Benjamin Dayton Fajzullin (born 16 February 1976) is a journalist, documentary maker, news anchor, reporter, producer, panel moderator and voice-over artist. He previously presented the national news show World News Australia on SBS television from Sydney. He is based in Berlin, where he is one of the main presenters on DW.

==Early life==
Fajzullin was born in Brisbane, Queensland, Australia. His family background (he has Tatar, Polish, German and British heritage) sparked his interest in languages and travel. He started in theatre and public speaking at the age of eight and developed a taste for journalism as an editor of his school magazine in his senior year at the Anglican Church Grammar School in 1993. Fajzullin completed an associate diploma in Speech and Drama with Trinity College of Music, London in 1994 and graduated from Queensland University of Technology with a degree in journalism in 1996.

==Career==
Fajzullin launched his career as a journalist in radio in 1996. He was a reporter and newsreader at Radio 4CC in Gladstone, Radio 4HI in Emerald and Radio 4BC in Brisbane. Fajzullin first moved to Germany in 2000. He reported around Europe for Deutsche Welle Radio in Bonn, where he also hosted the global broadcaster's English-language news and European current-affairs show Inside Europe.
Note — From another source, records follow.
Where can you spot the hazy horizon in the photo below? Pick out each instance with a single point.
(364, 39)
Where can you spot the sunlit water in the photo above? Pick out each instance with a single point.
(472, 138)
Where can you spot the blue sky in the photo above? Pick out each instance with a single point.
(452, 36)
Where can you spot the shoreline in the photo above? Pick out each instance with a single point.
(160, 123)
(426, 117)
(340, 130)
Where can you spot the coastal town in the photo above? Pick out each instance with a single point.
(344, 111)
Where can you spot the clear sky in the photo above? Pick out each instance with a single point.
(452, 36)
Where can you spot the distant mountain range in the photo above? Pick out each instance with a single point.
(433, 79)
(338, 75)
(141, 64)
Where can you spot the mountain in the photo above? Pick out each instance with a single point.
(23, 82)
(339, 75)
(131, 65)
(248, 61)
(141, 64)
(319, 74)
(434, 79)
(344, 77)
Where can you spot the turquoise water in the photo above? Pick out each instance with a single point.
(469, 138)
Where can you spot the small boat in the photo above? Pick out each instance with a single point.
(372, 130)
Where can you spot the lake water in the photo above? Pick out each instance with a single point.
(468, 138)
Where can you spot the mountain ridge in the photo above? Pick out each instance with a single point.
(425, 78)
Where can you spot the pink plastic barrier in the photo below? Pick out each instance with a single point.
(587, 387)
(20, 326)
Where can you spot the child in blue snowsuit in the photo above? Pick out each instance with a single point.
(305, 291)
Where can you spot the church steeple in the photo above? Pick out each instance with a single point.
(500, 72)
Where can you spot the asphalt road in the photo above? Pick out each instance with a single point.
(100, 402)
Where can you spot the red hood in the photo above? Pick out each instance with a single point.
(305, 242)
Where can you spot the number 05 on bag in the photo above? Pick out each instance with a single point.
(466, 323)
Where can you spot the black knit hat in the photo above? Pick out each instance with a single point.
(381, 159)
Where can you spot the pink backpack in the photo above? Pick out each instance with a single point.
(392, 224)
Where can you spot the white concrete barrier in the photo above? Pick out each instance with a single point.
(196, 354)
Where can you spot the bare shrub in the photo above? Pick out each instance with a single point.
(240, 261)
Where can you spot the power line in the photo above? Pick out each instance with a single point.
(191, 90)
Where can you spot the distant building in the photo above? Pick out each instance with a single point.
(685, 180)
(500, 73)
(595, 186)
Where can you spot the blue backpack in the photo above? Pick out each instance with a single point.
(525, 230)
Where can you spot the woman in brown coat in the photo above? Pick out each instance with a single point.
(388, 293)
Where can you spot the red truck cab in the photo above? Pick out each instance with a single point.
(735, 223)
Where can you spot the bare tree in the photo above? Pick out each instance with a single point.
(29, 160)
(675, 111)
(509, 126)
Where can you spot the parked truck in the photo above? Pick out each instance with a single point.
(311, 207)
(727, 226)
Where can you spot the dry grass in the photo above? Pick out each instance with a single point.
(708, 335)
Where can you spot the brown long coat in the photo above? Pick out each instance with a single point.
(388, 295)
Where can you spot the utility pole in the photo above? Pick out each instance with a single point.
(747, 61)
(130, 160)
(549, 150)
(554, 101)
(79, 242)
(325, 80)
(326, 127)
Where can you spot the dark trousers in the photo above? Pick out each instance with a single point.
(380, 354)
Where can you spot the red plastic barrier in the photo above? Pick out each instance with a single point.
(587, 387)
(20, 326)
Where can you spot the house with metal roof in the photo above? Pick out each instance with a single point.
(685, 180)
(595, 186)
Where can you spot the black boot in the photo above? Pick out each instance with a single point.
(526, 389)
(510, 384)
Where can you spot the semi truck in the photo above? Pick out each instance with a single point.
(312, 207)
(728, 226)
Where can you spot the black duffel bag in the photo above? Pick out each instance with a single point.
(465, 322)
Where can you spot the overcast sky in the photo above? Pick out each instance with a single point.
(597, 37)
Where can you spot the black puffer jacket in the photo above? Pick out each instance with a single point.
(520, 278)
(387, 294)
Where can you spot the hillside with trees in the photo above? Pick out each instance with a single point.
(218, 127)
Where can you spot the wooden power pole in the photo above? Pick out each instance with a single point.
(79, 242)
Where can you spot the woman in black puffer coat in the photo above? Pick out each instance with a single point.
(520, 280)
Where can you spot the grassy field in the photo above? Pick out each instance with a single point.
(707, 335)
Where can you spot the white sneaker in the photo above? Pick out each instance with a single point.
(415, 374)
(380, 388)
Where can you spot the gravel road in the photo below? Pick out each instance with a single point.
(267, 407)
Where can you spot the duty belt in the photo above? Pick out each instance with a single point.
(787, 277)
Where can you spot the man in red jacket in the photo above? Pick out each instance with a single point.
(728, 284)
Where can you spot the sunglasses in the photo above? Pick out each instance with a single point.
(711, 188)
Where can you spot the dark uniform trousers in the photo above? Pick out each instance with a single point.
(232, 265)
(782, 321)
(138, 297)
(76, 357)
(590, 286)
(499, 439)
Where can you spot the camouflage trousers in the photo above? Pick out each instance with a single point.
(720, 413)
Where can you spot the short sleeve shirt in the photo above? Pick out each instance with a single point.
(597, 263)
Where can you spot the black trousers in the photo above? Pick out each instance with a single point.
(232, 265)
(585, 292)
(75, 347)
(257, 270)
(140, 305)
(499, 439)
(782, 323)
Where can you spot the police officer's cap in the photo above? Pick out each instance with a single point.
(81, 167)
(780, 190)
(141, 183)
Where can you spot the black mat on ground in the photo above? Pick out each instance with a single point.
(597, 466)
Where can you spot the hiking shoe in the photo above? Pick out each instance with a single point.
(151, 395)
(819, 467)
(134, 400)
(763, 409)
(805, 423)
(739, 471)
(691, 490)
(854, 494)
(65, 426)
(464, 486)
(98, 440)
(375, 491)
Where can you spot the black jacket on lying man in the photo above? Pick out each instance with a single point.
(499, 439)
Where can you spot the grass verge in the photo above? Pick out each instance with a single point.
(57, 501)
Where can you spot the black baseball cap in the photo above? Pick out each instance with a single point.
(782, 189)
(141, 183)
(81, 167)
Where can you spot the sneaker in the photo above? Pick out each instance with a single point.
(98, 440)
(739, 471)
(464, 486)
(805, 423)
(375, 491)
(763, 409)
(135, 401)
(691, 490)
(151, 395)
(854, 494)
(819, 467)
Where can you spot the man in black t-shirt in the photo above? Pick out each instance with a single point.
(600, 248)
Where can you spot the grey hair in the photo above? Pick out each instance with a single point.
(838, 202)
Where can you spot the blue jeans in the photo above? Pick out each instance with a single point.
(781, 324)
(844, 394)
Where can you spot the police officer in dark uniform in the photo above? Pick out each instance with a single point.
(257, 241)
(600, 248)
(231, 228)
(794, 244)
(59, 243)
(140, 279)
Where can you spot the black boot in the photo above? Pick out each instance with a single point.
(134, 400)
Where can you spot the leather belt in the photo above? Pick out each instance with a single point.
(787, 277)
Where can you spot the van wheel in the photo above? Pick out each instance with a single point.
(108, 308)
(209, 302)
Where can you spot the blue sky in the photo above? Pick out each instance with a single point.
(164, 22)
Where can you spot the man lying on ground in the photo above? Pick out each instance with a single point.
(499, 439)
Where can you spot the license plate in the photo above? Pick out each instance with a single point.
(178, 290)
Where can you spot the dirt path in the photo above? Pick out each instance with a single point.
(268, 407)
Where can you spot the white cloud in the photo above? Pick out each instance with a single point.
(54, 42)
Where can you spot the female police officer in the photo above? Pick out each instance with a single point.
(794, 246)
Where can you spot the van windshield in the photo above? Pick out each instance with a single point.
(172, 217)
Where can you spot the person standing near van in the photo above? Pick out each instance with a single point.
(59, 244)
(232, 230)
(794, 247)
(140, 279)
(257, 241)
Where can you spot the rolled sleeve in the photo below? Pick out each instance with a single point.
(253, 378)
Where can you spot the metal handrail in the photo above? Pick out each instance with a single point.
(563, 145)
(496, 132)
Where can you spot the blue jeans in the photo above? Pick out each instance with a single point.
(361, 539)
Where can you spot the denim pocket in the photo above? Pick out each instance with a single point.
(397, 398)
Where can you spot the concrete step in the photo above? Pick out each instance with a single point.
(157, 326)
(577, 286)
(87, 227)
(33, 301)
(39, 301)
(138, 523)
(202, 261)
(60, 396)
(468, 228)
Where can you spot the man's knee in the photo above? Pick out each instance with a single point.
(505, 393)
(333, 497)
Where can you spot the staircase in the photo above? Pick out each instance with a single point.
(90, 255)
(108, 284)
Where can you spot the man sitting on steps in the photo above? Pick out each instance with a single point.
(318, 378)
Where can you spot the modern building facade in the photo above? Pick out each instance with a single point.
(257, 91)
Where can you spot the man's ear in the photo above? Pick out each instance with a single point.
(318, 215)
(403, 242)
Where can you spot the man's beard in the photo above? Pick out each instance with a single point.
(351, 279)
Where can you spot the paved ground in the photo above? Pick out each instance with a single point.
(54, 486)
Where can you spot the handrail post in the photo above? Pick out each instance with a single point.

He filed business news for Reuters Consumer TV in Frankfurt and Berlin and was a correspondent on the BBC's flagship financial programme, World Business Report. Fajzullin then moved to DW to become a sports presenter on Deutsche Welle-TV. He covered the 2006 FIFA World Cup, reporting live from matches across the country. Fajzullin also voiced reports, produced and presented the German Football League's worldwide TV show, GOAL! The Bundesliga Magazine. He produced and presented two series for German broadcaster ZDF "Auch mein Zuhause" about the challenges facing migrants from various countries, who had made Germany their home, and "Erlebnis Shopping Deutschland" about foreign tourists, who regularly came to Germany to experience German culture and buy German products. Fajzullin was DW's chief business anchor for about 10 years, reporting regularly from the World Economic Forum in Davos, Switzerland, and hosting the weekly business show Made in Germany. He was also the regular host of DW's successful and award-winning daily news show on the coronavirus pandemic COVID-19 Special, for almost two years. Fajzullin rejoined DW's news desk at the end of 2021 as an anchor, and continued to file reports and direct documentaries for DW's news and business departments, including, Open Your Eyes to the UNSEEN: Tech will save us - right?! and Open Your Eyes to the UNSEEN: Mommy I can't breathe, for which Fajzullin was merited with the AIB Award for Best Short Documentary.